R : Nous avons déclaré il y a longtemps qu'une guerre commerciale nuirait aux autres et à soi-même. En fin de compte, ce sont les intérêts de la population américaine qui seront compromis. Seul un accord bénéfique pour tous fondé sur l'égalité et le respect mutuel correspond aux intérêts du peuple chinois et du peuple américain, et aux attentes de la communauté internationale.

Q : Le Secrétaire général du Conseil de sécurité de la Fédération de Russie Patrushev est actuellement en Chine pour coprésider, avec le directeur Yang Jiechi, le 15e cycle de consultations sur la sécurité stratégique entre la Chine et la Russie. Selon des analystes, la Chine et la Russie ont apparemment renforcé leur coordination stratégique ces derniers temps. Pouvez-vous donner plus d'informations en la matière ?

R : L'unilatéralisme et les pratiques d'intimidation ont de graves répercussions sur l'ordre international. Certains pays s'ingèrent de manière grossière dans les affaires intérieures d'autres pays et portent atteinte à leur souveraineté et à leurs intérêts de sécurité et de développement. En tant que membres permanents du Conseil de Sécurité des Nations Unies et partenaires de coordination stratégique globale pour la nouvelle ère, la Chine et la Russie renforceront bien sûr la communication en matière de sécurité stratégique, préserveront leurs intérêts fondamentaux respectifs et la sécurité commune, et assumeront leurs responsabilités en tant que membres permanents du Conseil de Sécurité, pour défendre la sécurité, la paix et la stabilité de la région et du monde.

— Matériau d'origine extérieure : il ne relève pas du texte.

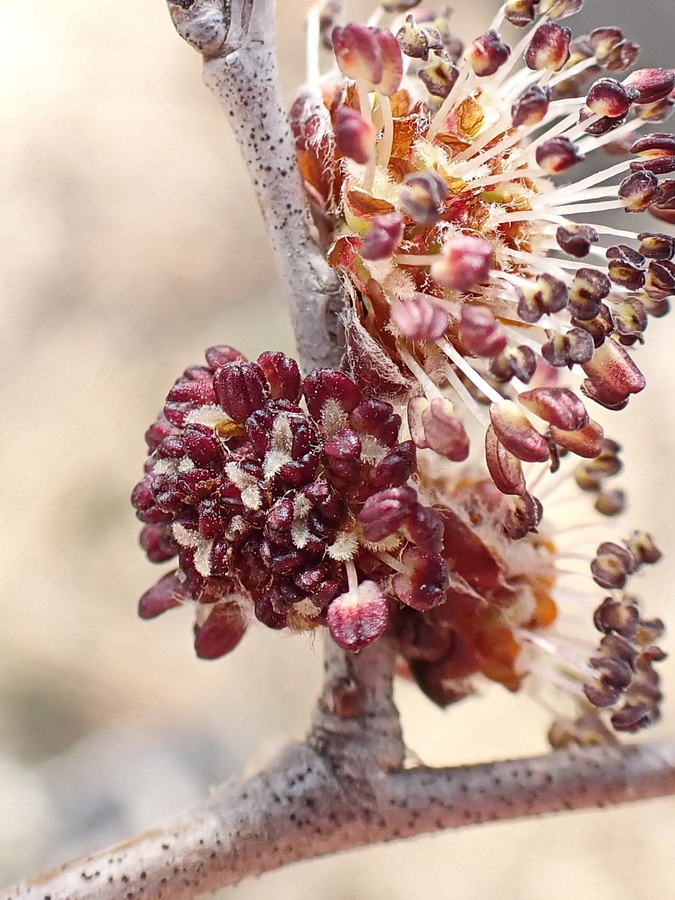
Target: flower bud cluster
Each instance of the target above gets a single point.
(270, 502)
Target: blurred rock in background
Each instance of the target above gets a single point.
(130, 243)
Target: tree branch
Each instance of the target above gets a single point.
(300, 807)
(236, 40)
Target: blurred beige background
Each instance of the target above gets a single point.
(131, 242)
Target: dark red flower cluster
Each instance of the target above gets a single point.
(280, 509)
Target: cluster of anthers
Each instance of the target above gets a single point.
(338, 499)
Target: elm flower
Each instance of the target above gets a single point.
(283, 509)
(533, 609)
(445, 184)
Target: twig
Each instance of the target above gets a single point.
(299, 808)
(237, 43)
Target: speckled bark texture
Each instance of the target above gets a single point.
(300, 808)
(240, 67)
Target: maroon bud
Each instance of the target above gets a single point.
(487, 54)
(384, 236)
(516, 432)
(385, 512)
(359, 617)
(549, 47)
(421, 196)
(520, 12)
(574, 347)
(575, 239)
(221, 632)
(439, 77)
(424, 527)
(157, 542)
(612, 565)
(221, 355)
(377, 418)
(546, 295)
(585, 442)
(283, 375)
(480, 333)
(650, 85)
(355, 138)
(186, 396)
(587, 291)
(531, 106)
(514, 362)
(241, 389)
(656, 246)
(639, 191)
(557, 155)
(558, 406)
(420, 319)
(631, 718)
(343, 454)
(357, 53)
(426, 584)
(608, 98)
(610, 503)
(505, 469)
(416, 40)
(613, 375)
(463, 262)
(167, 593)
(444, 431)
(396, 467)
(327, 389)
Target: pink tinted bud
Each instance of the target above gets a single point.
(355, 138)
(517, 433)
(427, 583)
(585, 442)
(575, 239)
(557, 155)
(222, 354)
(416, 409)
(505, 469)
(241, 389)
(396, 467)
(612, 374)
(167, 593)
(560, 9)
(639, 191)
(185, 396)
(421, 196)
(221, 632)
(608, 98)
(329, 386)
(480, 333)
(463, 262)
(520, 12)
(487, 54)
(444, 431)
(385, 512)
(650, 85)
(531, 106)
(283, 375)
(371, 55)
(359, 617)
(357, 53)
(658, 144)
(343, 454)
(384, 236)
(549, 47)
(557, 406)
(420, 319)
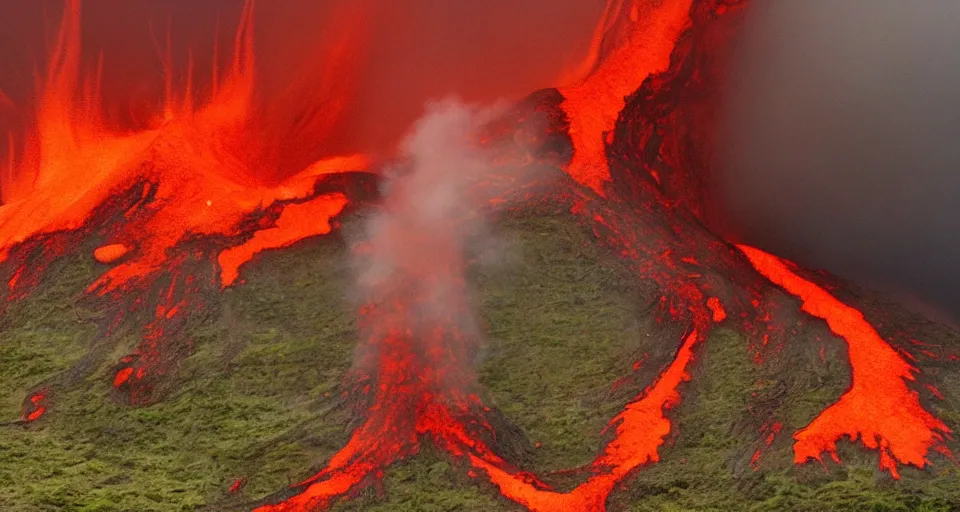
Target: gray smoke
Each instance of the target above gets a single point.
(841, 141)
(432, 223)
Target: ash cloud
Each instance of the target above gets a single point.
(411, 253)
(840, 143)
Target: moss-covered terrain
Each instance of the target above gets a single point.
(261, 397)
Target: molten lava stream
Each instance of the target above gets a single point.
(633, 41)
(878, 408)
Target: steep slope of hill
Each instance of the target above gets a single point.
(185, 336)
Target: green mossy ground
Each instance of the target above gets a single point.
(260, 397)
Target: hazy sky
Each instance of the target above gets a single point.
(843, 135)
(415, 50)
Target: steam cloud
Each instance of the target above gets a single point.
(842, 147)
(433, 222)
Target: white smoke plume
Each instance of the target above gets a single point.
(433, 222)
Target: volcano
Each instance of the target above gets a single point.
(201, 312)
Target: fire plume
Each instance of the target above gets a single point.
(175, 209)
(878, 409)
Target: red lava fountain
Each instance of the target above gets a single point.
(173, 211)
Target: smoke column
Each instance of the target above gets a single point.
(840, 141)
(415, 247)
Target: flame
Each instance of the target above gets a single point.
(211, 168)
(208, 163)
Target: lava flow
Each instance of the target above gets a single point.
(197, 171)
(879, 408)
(175, 210)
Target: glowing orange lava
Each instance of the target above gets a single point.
(638, 38)
(879, 408)
(196, 157)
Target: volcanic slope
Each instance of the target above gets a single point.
(259, 400)
(633, 360)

Le 2 décembre, le Président Xi Jinping a rencontré le Secrétaire général Patrushev. Hier à Shanghai, M. Patrushev a coprésidé, avec Yang Jiechi, membre du Bureau politique du Comité central du PCC et directeur du Bureau de la Commission des affaires étrangères du Comité central du PCC, le 15e cycle de consultations sur la sécurité stratégique entre la Chine et la Russie. Les deux parties ont procédé à un échange approfondi et sont parvenues à un large consensus sur les relations sino-russes dans la nouvelle ère, les affaires internationales et leur coordination dans les enceintes multilatérales. Elles ont convenu de renforcer davantage la coordination stratégique, de s'opposer fermement à l'intervention étrangère, de défendre leurs intérêts fondamentaux respectifs et leur sécurité politique et institutionnelle respective. Elles se sont mises d'accord pour faire du maintien et de la pratique du multilatéralisme l'orientation prioritaire de la coopération internationale, continuer à s'opposer sans ambiguïté à l'unilatéralisme et à la pratique des brimades, et défendre la paix, la sécurité et la stabilité internationales et régionales.

Dans la situation actuelle, une coordination stratégique plus étroite entre la Chine et la Russie permettra d'apporter plus d'énergies positives à la sécurité et à la stabilité stratégiques internationales.

Q : La Chine et la RPDC ont tenu le 13e cycle de consultations consulaires le 3 décembre à Beijing. Ont-elles discuté du rapatriement des travailleurs de la RPDC conformément à la résolution du Conseil de Sécurité de l'ONU ? Comme il y a encore beaucoup de travailleurs de la RPDC en Chine, quelles mesures la Chine va-t-elle prendre ?

R : Je peux vous dire que la Chine a toujours appliqué scrupuleusement la résolution concernée du Conseil de Sécurité et honoré ses obligations internationales. Nous traiterons les questions y relatives conformément aux dispositions de la résolution concernée.